In “normal” disasters, communities quickly obtain the help they need by looking to neighboring communities and states for assistance. In catastrophic disasters, neighboring communities all suffer equally. Emergency management depends on federal and Emergency Management Assistance Compact (EMAC) resources (described below).
To improve its response to catastrophic incidents, the federal government may have to find ways to shorten its seventy-two hour reaction time for those communities requiring immediate assistance. As we continue to evaluate lessons learned, we will work on refining our national response capabilities to address catastrophic disasters.
The National Response Plan (NRP)
As we previously noted, HSPD-5 required the development of the NRP to align and coordinate the federal resources called in to support response and recovery after a national incident. The NRP is built upon the framework of the NIMS, and sets forth guidelines for managing large-scale incidents that require federal assistance. The Stafford Act outlines the provisions for activating the NRP (discussed below).
The NRP was approved and released on December 2004, replacing the former Federal Response Plan (FRP), which primarily addressed the federal response to disasters; the Concept of Operations Plan (CONPLAN), which addressed the federal response to terrorism incidents; and several other federal response plans governing specific incident types. The new NRP provides a single all-hazard approach for defining the federal role in response to incidents of national significance.
It is important to note that both the NIMS and the NRP are under consideration for revision as a result of the lessons learned after Hurricane Katrina in 2005. A new version of the NIMS and a National Response Framework (to replace the NRP) are under internal review, with a release scheduled for the end of calendar year 2007.
In developing the NRP, the DHS incorporated the best practices and procedures from established plans from across many disciplines, including emergency management, homeland security, firefighting, law enforcement, public health, public works, EMS, and hazardous materials response.
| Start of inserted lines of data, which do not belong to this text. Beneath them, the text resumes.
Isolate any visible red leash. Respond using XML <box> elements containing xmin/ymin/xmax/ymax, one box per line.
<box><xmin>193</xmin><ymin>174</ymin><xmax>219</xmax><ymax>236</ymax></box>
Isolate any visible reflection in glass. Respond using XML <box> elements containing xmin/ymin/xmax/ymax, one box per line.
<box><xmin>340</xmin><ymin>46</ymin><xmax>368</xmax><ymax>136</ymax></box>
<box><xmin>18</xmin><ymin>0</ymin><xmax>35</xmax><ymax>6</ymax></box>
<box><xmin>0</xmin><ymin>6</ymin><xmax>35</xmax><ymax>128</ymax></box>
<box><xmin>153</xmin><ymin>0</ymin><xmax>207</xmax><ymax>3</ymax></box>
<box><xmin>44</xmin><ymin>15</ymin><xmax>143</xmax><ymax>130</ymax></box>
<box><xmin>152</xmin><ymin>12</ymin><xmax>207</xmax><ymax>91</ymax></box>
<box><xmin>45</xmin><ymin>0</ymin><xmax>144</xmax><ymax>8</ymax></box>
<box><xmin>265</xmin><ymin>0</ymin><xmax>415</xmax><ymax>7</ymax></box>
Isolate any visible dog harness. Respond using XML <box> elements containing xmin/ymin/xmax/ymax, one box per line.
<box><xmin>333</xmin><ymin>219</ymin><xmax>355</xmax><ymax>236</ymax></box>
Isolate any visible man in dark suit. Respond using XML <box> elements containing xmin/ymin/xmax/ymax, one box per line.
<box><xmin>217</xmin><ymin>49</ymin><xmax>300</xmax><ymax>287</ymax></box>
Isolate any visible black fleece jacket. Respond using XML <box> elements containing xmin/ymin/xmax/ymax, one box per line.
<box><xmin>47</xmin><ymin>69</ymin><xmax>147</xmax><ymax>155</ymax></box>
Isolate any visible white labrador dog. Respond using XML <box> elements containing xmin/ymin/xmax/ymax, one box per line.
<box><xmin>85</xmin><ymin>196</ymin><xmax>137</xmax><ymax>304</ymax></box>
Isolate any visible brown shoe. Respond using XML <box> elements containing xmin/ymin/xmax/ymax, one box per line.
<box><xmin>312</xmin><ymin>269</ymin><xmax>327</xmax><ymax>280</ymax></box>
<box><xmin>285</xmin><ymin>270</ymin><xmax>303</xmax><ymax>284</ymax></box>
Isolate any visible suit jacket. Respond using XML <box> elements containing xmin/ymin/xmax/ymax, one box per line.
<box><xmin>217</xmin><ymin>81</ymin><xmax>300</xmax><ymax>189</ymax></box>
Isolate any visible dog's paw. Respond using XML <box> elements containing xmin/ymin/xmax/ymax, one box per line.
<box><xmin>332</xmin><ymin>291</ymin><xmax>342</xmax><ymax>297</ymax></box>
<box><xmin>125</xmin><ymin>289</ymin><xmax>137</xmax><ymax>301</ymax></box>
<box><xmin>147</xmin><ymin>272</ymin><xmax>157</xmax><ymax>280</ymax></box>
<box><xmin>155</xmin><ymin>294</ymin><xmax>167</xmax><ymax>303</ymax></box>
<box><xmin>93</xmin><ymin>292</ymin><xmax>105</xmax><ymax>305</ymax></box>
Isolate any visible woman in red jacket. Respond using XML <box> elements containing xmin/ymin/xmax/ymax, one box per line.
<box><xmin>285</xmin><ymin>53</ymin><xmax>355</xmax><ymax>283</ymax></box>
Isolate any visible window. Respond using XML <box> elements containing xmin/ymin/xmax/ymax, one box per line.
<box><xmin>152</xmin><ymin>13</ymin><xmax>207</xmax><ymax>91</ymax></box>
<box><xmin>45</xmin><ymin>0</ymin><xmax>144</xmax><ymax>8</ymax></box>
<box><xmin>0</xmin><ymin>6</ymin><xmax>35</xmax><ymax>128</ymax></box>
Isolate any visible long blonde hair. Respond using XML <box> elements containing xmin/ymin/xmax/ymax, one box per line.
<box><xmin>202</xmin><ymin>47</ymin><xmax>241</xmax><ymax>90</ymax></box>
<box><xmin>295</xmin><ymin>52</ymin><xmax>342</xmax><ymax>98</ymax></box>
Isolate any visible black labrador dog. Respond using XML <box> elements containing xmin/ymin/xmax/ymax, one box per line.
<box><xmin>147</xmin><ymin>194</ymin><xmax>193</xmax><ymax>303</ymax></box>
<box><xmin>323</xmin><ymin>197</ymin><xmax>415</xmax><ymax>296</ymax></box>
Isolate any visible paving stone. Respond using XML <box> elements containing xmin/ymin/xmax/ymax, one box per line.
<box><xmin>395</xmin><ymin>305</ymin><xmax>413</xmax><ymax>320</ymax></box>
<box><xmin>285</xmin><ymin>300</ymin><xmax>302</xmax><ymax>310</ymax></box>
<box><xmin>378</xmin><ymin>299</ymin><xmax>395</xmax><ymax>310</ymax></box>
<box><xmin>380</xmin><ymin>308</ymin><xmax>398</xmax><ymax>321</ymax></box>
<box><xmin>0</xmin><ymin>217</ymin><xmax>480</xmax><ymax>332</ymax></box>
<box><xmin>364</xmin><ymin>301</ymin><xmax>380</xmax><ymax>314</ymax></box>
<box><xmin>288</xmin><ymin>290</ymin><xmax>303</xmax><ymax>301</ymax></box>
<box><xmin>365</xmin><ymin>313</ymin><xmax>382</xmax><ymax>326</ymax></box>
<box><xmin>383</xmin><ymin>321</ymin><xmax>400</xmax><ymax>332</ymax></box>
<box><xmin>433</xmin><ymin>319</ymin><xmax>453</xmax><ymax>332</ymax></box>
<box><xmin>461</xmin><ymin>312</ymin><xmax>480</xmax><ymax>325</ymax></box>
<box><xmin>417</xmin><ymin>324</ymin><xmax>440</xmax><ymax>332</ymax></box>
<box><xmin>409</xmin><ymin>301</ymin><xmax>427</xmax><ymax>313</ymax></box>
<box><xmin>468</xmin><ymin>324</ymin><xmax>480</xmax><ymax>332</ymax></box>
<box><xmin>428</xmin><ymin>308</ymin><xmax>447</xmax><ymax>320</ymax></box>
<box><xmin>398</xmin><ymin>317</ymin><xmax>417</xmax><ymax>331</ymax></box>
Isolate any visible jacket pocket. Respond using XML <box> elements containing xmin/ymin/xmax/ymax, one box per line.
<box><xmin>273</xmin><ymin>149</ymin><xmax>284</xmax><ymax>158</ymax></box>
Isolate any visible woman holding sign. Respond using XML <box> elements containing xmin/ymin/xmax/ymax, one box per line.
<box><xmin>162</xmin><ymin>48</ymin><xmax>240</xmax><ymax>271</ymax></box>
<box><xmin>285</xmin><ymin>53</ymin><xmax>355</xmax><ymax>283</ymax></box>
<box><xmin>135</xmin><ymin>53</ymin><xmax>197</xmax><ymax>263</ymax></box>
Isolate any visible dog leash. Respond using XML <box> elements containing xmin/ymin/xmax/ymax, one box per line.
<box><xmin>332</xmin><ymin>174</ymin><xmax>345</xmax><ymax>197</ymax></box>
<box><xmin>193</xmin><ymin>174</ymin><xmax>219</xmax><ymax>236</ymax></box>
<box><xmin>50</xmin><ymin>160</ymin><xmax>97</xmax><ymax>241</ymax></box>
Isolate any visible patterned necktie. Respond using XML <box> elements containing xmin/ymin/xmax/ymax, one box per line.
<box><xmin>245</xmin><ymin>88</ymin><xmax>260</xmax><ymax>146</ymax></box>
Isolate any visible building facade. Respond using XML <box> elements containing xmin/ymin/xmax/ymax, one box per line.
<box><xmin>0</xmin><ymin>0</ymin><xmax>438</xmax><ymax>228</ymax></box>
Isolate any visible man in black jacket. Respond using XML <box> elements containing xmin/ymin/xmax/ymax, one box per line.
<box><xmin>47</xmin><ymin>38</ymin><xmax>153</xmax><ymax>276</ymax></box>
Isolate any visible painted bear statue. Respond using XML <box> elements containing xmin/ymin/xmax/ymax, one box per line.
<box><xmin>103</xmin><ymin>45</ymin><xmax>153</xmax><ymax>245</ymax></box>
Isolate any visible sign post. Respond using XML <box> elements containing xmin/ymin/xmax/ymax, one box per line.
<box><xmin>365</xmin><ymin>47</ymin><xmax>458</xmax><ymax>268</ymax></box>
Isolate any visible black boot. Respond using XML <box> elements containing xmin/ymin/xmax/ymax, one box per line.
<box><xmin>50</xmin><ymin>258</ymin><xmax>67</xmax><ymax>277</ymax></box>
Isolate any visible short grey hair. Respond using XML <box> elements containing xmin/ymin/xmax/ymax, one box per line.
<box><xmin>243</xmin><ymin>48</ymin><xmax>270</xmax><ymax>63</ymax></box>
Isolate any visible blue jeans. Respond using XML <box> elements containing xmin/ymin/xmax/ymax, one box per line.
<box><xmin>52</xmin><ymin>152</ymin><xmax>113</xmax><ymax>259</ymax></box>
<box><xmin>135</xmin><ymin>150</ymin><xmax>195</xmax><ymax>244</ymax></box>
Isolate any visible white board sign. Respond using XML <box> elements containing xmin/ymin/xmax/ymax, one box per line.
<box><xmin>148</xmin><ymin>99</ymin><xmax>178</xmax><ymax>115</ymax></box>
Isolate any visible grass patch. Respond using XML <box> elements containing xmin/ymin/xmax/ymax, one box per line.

The DHS recognized that these disciplines already had working plans and procedures. What the United States needed was a single all-hazard response plan that would enable all of these disciplines to function together in an integrated coordinating structure.
To meet this need, the NRP promotes the organization of support functions and the delegation of responsibility to various federal agencies to facilitate the delivery of critical federal resources to an incident location. The NRP coordinates federal responsibilities through the assignment of Emergency Support Functions (ESFs).
Each ESF provides a coordination mechanism for the function assigned. Under the NRP, each ESF is assigned to a group of primary and support agencies based on legal authority, resources, and capabilities. The NRP requires that ESFs support one another to form a cohesive response to the emergency incident. ESFs may direct staff to the National Response Coordination Center (NRCC), the Regional Response Coordination Center (RRCC), a Joint Field Office (JFO), or an Incident Command Post (ICP) as required to provide the necessary support (more information on these below).
Many states have adopted the ESF model and have organized their EOCs in line with it to better manage state resources and to allow for the seamless integration of local and federal responders.